In under-developed countries, overcrowding, poor housing conditions and standards of sanitation favour the spread of the hepatitis A virus. Children in these high endemicity areas are exposed to the virus at a very young age. They hence develop the milder form of hepatitis A, which often go unrecognised among the vast array of other acute infectious diseases present in the area.

On the other hand, as a country develops, modern sewerage systems and the provision of clean drinking water significantly reduce the circulation of the hepatitis A virus in the population. Exposure to the virus in childhood and hence natural immunity becomes less common, leaving an ever-increasing pool of adults susceptible to hepatitis A.

This is what is happening in Malaysia where many adults are now no longer immune to hepatitis A. When these active working and travelling adults visit areas of high endemicity, they may become infected and develop the more severe form of the disease.

With the recent growth in international travel, they are likely to take the virus home with them within the incubation period of two to six weeks before they develop any symptoms. During this period, they would be at their most infectious.

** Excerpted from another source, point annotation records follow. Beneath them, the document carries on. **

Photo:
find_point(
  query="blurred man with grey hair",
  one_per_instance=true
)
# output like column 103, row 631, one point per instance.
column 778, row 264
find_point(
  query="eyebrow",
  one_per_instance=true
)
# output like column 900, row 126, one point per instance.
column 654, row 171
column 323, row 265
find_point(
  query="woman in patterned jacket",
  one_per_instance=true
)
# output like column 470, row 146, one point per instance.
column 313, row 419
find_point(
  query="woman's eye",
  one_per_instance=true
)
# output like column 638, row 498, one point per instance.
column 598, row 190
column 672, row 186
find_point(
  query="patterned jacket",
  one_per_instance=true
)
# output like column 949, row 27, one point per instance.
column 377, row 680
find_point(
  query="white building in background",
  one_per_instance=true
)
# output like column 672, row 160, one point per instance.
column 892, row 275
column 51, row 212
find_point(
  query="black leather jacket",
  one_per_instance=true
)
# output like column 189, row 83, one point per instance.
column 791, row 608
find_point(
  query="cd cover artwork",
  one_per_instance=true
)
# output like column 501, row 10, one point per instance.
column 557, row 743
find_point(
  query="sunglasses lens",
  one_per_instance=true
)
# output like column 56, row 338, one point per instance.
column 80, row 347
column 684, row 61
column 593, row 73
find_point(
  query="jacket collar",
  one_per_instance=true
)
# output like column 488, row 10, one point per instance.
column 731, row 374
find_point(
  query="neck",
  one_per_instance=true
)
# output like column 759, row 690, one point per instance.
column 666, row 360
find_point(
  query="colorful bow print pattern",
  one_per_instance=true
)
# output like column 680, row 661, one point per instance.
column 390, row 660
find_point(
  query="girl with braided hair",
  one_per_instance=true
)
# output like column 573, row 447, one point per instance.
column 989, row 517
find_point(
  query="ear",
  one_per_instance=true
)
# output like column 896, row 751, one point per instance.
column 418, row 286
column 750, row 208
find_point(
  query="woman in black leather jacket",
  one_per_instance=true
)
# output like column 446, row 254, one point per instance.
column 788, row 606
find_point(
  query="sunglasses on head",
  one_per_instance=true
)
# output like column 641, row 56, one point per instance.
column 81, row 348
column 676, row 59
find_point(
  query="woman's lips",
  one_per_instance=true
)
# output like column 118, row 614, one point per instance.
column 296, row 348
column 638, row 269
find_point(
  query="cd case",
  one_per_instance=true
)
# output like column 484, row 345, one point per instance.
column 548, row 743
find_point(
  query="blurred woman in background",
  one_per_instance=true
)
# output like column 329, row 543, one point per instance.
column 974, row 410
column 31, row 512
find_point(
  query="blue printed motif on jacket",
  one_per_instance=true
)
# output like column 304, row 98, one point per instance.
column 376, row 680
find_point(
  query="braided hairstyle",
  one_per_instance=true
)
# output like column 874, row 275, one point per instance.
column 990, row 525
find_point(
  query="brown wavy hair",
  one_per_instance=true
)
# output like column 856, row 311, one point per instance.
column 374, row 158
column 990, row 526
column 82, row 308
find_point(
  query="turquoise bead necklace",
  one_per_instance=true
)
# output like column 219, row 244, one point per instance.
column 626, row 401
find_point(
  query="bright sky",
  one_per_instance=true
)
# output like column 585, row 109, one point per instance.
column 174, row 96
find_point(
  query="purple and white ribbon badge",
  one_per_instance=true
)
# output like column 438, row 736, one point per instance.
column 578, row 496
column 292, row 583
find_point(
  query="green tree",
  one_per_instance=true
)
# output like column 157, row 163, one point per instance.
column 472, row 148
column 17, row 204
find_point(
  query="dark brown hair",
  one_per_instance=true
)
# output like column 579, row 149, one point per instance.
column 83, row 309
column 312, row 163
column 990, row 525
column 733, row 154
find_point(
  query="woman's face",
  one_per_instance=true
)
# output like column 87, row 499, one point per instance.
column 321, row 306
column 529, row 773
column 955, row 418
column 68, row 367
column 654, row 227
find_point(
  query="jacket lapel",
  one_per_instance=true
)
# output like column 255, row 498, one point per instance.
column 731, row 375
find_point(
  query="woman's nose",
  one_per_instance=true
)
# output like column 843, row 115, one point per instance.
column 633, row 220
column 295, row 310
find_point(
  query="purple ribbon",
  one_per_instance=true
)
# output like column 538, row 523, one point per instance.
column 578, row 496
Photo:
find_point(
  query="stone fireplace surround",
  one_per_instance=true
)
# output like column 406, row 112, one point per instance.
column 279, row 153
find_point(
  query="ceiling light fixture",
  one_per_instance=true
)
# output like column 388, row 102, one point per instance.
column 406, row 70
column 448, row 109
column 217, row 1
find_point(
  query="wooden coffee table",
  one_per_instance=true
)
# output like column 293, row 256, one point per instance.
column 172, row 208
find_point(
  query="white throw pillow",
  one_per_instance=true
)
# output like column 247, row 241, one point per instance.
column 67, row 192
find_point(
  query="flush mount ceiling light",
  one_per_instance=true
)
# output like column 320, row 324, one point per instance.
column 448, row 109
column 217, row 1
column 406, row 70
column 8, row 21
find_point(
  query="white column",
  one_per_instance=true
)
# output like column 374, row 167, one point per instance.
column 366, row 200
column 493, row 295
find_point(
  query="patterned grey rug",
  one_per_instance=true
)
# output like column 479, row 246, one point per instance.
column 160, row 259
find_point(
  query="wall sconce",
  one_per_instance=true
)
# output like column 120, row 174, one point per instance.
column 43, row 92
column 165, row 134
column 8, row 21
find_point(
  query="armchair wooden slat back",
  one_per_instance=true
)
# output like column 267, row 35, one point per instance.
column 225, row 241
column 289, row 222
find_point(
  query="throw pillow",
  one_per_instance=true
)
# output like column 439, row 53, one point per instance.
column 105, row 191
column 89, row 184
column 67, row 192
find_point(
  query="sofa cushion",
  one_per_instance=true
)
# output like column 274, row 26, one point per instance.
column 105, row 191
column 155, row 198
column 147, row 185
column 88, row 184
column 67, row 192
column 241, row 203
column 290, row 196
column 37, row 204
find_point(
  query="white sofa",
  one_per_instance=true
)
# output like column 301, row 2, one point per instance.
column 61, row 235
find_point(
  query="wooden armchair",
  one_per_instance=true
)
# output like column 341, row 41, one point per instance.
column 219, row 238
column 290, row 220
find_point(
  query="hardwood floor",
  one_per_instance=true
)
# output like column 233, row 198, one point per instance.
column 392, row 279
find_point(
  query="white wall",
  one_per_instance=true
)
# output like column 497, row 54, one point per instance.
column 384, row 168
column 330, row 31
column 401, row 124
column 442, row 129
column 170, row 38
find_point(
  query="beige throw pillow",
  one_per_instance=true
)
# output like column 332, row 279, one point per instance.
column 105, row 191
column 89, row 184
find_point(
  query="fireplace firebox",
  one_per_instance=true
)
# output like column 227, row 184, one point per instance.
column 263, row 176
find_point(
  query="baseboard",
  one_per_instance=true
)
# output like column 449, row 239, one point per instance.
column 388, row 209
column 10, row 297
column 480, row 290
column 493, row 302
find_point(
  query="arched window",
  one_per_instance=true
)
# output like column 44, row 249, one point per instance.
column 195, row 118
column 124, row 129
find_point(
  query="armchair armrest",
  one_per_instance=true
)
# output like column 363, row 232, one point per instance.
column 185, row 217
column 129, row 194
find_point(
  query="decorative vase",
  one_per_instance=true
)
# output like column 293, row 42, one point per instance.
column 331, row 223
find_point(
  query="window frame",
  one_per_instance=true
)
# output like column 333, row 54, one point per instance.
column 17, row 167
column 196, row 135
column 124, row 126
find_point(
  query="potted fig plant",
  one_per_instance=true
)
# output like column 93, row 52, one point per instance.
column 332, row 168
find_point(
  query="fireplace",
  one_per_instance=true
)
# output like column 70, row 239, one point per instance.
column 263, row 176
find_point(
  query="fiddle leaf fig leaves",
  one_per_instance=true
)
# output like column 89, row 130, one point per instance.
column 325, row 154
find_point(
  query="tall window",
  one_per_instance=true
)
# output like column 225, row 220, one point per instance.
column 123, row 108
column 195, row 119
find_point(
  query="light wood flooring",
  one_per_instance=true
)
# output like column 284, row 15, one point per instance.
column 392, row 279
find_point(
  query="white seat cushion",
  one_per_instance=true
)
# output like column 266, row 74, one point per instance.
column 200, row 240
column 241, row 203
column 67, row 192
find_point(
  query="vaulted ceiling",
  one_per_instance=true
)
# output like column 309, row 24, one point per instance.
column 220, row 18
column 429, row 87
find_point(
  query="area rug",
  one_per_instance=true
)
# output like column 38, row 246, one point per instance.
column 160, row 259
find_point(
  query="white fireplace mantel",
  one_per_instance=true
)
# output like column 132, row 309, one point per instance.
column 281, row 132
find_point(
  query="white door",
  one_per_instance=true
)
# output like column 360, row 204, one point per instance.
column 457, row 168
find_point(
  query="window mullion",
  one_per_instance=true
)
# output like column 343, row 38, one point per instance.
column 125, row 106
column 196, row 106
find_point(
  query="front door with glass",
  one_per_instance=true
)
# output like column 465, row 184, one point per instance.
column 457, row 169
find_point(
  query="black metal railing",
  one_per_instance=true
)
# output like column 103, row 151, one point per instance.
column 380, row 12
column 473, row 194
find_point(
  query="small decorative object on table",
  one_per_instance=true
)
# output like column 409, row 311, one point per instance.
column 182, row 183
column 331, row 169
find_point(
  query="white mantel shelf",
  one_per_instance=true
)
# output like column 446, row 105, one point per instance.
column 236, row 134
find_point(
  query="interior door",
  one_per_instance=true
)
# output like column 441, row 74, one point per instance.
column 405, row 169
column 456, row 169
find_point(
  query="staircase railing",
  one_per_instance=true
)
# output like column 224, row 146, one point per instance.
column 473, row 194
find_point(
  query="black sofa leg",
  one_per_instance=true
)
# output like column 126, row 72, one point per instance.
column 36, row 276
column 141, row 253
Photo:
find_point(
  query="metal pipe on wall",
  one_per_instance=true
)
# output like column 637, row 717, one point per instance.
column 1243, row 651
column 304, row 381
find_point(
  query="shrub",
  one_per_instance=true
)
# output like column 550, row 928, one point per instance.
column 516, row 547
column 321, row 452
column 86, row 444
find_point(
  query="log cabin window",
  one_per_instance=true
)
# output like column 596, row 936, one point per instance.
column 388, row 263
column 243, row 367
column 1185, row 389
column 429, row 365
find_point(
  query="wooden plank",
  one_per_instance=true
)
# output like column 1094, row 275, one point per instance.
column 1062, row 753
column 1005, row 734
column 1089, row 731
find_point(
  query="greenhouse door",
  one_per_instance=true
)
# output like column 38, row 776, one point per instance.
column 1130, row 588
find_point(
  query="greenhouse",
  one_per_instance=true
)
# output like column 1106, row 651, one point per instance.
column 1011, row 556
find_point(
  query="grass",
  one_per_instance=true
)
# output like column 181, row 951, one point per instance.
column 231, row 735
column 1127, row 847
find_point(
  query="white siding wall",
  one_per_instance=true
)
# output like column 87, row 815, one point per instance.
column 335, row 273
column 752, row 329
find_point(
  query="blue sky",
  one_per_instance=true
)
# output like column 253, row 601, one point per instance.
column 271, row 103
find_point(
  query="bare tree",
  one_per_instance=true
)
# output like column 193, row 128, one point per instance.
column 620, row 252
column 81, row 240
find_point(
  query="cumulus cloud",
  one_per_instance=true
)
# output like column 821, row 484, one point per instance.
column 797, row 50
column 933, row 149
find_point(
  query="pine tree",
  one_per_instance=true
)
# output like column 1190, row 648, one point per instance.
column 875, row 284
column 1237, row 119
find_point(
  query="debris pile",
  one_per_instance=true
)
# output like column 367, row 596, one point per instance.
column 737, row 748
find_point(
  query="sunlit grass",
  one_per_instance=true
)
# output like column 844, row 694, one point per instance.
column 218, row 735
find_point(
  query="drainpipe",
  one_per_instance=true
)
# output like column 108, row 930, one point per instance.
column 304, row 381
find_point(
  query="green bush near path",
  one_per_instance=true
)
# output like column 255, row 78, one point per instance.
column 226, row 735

Importing the hepatitis A virus this way could result in an outbreak or epidemic among a largely vulnerable low endemicity population back home. I have had patients who developed hepatitis A after returning from Vietnam, Laos and Cambodia. And now Indonesia is also on the list.

It has been estimated that about 80% of international travellers are tourists, but one should not forget other regular travellers who would also benefit from hepatitis A vaccination, including athletes competing in countries of high endemicity. There is no specific treatment for hepatitis A. Vaccination is the way to prevent the disease.